C++ has been around for a long time, which means there are lots of resources (many of them free) you could use to learn it. However, it has changed a great deal over the decades. You can see that in the answers here - people calling it insane and difficult are generally referring to features inherited from C or features that modern C++ developers rarely use, like manual memory management. You would probably find modern C++ quite easy to learn even with only PHP and CSS background. However, that won't help you if quants don't use modern C++.
I just published a course called C++ Fundamentals and since Pluralsight offers a free trial, you could watch the first few hours of it free to see whether learning C++ is something you can do or not. Then you could either go and buy a book or sign up for a paid course to carry yourself further down the path. Be very careful with the book though. If the first chapter is full of char*, int[], while loops that increment pointers, and functions whose names start str, don't buy that book. Look for the first chapter using cout, string, and vector. Look for coverage of lambdas and auto, and look for a tone of simplicity and control. You can find a TON of books, blogs, web pages, FAQs, courses, and so on that teach the hard insane C++ people love to tell stories about. I don't recommend you learn that language first.

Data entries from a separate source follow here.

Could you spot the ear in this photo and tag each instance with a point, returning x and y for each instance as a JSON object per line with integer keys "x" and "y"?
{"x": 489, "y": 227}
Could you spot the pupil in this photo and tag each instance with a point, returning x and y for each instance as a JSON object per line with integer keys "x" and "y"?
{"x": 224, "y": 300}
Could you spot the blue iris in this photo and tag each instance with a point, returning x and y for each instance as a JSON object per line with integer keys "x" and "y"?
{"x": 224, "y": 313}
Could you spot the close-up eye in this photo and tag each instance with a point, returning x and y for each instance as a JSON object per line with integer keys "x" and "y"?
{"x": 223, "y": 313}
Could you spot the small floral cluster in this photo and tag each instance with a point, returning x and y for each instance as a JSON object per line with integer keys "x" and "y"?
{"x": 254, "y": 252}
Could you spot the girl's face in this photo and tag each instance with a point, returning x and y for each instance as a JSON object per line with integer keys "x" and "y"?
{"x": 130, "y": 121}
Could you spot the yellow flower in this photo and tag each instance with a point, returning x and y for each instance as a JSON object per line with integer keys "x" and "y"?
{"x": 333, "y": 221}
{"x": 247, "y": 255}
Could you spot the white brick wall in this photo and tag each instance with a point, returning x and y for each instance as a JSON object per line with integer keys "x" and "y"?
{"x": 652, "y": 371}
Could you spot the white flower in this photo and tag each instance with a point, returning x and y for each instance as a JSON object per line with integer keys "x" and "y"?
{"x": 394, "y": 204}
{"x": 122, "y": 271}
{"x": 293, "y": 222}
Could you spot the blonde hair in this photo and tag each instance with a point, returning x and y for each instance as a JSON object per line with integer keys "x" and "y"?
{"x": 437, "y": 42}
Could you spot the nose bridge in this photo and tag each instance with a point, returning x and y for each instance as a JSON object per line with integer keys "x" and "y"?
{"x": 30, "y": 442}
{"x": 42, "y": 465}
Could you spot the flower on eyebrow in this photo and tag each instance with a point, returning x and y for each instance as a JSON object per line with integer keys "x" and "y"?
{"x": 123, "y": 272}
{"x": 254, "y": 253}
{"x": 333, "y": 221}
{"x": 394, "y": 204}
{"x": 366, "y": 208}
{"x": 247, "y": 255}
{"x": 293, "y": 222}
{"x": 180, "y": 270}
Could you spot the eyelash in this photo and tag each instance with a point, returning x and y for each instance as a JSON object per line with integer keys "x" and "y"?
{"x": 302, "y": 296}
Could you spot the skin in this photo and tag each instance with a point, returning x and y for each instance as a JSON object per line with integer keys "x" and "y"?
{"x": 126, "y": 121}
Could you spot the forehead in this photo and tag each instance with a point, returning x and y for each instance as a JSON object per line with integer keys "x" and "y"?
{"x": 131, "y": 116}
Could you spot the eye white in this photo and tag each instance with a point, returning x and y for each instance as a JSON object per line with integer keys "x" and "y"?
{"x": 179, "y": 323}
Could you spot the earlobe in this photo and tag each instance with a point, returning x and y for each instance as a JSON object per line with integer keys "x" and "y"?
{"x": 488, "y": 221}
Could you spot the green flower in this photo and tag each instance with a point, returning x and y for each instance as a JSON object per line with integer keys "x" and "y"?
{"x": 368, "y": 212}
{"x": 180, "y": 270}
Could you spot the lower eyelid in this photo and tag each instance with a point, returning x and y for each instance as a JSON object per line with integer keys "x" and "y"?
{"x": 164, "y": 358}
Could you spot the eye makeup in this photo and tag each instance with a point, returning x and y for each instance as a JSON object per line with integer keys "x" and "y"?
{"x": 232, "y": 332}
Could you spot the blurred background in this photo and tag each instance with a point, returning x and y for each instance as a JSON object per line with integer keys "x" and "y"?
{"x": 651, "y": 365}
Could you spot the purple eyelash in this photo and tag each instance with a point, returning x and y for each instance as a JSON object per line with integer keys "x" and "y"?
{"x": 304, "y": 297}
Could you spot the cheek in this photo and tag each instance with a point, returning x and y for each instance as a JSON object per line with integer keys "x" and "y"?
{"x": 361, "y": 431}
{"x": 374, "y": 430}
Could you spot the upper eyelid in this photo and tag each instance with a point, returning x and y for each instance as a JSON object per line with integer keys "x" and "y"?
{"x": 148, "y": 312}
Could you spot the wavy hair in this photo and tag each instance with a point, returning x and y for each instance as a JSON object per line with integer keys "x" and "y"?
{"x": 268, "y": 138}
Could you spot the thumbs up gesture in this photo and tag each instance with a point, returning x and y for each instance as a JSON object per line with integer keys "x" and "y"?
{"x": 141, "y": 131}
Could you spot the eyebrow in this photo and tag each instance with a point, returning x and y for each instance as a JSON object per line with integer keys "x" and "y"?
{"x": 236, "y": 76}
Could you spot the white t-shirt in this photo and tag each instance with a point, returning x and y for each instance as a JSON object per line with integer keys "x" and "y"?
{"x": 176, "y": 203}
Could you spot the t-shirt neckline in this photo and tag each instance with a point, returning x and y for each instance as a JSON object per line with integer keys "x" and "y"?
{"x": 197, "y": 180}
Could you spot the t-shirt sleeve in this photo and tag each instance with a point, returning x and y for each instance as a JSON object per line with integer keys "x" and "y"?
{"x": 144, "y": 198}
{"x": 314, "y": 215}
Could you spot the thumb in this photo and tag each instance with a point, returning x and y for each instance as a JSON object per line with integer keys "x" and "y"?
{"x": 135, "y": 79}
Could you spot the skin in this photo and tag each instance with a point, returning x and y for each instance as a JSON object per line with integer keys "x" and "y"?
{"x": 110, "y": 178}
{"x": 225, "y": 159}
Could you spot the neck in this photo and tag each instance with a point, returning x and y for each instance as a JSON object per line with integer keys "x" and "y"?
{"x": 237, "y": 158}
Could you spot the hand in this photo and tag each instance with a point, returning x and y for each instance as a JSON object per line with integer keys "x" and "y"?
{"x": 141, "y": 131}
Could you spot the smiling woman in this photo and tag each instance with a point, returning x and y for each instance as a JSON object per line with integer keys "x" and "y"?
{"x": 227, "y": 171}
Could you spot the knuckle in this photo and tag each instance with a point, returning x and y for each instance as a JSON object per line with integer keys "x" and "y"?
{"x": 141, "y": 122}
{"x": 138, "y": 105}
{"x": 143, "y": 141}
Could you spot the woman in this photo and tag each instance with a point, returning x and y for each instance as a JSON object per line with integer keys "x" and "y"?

If it turns out the quants don't use modern C++, I suppose you could learn the old stuff once you were comfortable with the new. It would be hard. You would also have to learn some specific libraries that do financial calculations, and probably something for multicore and manycore work. For example as a Visual C++ user I would learn PPL and C++ AMP. But start with a foundation of knowing the syntax of the language and the philosophy of those who use it.
certified in C++
??? By whom? An university? Pay microsoft to give you a paper?